A rough idea of what goes on can be summarised from a recent game of 20 foot Orcs and 8 mounted against 35 foot Elves, 12 mounted and 3 guns. The Elves swamped the Orcs in melee but the Orc horse charged through 2 unloaded Elf guns. Faced by the 3rd gun and a line of infantry the Orcs charged to have the gun blow up taking out its crew and the Elf infantry legged it. I took the Orcs and handled all the rules including some fudging to handle situations not too well covered (I got firing wrong making it too effective) with 2 Elf players in about 2 1/2 hours included setting up and packing away. In summary, Orcs are very strong and bad dice rolls can mess up everything, firing does not do much and the only way to really get anywhere is to charge in and rely on numbers.

 

The attraction of Flintloque is that is available (at least around here), it being easy to pop into the comic shop and buy a pack or two of figures at £4 for 3 or 4 figures, slightly less than the GW rate. So much more instant than messing around with phones and credit cards then waiting for the postman.

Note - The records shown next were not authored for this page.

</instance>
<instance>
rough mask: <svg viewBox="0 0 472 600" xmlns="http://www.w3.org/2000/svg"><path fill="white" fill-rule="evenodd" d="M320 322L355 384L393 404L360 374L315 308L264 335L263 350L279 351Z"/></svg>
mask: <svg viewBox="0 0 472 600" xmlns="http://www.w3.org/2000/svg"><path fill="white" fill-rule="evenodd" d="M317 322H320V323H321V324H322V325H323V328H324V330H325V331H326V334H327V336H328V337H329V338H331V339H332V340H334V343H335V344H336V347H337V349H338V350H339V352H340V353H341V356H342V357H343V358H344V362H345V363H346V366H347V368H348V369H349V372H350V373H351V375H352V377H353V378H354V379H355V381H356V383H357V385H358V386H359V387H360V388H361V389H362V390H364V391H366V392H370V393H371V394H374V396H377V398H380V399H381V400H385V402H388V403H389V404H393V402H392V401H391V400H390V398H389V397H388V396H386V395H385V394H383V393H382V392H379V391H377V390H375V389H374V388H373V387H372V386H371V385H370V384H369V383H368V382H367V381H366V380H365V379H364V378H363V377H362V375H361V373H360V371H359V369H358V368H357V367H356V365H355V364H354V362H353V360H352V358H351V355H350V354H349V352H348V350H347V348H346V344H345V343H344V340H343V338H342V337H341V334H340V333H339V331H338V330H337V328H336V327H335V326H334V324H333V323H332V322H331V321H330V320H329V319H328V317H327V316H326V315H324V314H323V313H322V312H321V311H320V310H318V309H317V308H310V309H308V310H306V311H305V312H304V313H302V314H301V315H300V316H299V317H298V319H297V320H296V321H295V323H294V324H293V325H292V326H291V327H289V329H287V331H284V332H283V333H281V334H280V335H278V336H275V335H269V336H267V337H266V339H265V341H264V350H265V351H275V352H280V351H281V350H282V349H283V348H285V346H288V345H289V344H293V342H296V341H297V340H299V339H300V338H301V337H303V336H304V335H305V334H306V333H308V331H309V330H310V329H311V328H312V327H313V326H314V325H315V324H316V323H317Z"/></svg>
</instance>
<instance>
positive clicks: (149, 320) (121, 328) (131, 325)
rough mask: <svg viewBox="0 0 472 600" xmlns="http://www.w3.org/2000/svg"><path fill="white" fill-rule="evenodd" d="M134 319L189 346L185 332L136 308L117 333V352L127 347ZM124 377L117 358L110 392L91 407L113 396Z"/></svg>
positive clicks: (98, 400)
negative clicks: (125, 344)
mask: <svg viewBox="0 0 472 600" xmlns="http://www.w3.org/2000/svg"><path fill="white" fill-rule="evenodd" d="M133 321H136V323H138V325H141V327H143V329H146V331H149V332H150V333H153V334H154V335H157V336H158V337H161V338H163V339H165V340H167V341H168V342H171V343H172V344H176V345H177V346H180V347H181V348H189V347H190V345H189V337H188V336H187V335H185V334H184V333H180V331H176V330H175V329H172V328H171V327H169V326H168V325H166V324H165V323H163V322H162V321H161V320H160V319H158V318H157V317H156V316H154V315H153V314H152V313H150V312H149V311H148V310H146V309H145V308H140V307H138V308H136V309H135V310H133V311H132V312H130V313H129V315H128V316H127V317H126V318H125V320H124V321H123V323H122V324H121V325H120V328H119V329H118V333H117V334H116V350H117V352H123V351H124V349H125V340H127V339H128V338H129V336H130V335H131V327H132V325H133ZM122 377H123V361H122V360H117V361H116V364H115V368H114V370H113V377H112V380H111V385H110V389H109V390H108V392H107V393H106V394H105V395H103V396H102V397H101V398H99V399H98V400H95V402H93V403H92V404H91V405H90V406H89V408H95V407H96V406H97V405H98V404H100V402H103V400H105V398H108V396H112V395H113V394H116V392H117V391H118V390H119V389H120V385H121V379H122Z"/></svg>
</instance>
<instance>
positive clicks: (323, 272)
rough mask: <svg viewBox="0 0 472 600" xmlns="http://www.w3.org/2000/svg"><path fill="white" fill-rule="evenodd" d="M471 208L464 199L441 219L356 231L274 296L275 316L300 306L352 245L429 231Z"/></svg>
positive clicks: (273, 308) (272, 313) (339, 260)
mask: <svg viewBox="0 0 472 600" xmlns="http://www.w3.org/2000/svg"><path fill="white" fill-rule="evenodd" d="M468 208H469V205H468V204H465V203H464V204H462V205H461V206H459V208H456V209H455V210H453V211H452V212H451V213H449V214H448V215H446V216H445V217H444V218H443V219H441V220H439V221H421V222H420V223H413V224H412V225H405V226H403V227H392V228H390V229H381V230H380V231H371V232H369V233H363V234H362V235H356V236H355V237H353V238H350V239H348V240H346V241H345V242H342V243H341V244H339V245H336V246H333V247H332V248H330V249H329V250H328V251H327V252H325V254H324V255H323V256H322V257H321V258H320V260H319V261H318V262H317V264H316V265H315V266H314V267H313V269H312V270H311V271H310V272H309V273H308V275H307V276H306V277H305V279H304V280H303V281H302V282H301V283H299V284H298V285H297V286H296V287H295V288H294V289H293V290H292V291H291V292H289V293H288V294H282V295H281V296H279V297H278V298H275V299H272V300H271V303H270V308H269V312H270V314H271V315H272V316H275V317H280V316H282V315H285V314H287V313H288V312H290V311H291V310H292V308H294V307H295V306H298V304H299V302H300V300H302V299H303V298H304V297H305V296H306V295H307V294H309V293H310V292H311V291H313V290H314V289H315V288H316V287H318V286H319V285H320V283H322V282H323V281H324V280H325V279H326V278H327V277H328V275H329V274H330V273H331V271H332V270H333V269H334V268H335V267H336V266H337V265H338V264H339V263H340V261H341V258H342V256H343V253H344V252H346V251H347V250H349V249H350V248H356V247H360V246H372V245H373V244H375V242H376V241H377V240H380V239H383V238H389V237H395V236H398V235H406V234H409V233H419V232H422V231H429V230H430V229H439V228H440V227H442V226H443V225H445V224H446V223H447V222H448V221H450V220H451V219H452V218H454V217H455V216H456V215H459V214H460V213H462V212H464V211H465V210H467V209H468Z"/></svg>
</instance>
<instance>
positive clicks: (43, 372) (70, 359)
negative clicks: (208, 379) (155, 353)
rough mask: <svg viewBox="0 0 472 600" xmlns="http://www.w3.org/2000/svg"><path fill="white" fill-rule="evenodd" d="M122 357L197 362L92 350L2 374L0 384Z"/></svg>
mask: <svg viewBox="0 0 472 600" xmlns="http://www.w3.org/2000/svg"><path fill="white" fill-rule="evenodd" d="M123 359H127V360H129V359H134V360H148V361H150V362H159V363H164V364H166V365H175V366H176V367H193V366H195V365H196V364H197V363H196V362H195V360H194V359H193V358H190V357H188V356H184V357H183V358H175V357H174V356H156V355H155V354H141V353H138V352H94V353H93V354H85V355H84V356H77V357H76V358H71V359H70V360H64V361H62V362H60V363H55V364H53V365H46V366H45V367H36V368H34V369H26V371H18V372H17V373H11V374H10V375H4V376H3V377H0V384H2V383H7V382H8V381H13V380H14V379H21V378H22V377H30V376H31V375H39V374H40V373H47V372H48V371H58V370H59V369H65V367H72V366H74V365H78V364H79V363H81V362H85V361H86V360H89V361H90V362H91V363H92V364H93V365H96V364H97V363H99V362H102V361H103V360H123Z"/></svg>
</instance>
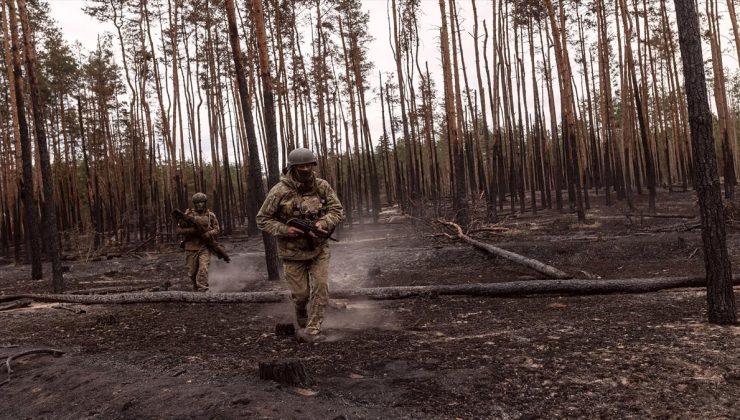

The figures do vary in quality but as a whole are pretty good, some were obviously made on a bad day, the figures are GW size about 35mm or so tall. Usually all figures in a pack are different and with the infantry there is enough variety to have all figures different in a game. There are not enough different cavalry of the same uniform types to do this, a case of too many different units each of 2 to 4 different castings compared to a good spread of infantry that can be thrown into the same unit. To cut costs I have bought a good few sight unseen 2nd hand which has lead to several duplicates that had to be sorted out with the hacksaw and Milliput, these do not look as good as the basic figures but do keep up the variety. I can imagine that a group or large scale collector would quickly run into duplicate figures.

 

Judging by the less than entirely trustworthy words of the retailers’ lots of packs are sold for painting up and are never used. Considering that 20 figures for each player is plenty to play with sales must be based on collecting rather than playing or the concept would peak. Artillery for example can be very powerful yet there are a lot of gun packs about, 2 of which come in boxes with all the limbers and such. 1 on each side per gaming group is quite enough but they do look good made up which probably accounts for their sales.

 

Flintloque has grown a lot in the last year or so from a couple of boxes and the odd blister to a theoretically decent range although getting the right packs can be hard. The same people have put out a Fantasy and Science Fiction range in the past that are now sinking but are still pushed in "Orcs in the Hills", Comicville claim that they are sending back these ranges to be replaced by Flintloque. It is quite possible that Flintloque will also peak, the basic box is certainly a once only purchase and to anyone with access to the basic rules it is cheaper to build up figures by individual packs. Certainly new packs are coming out pretty quickly, £10 and £20 boxes as well as the blisters but there is every chance that the system will get as far as it can. Reaction at the Halifax club was pretty limited, it seems to attract the GW types who are too old to play the average GW adept and want simple games. Having recently played Warhammer 40K again I can say that 40K is a far better presented and better playing set of rules. It would not be unwise to say that in a few years the now popular Flintloque may become hard to find, I am stocking up just in case.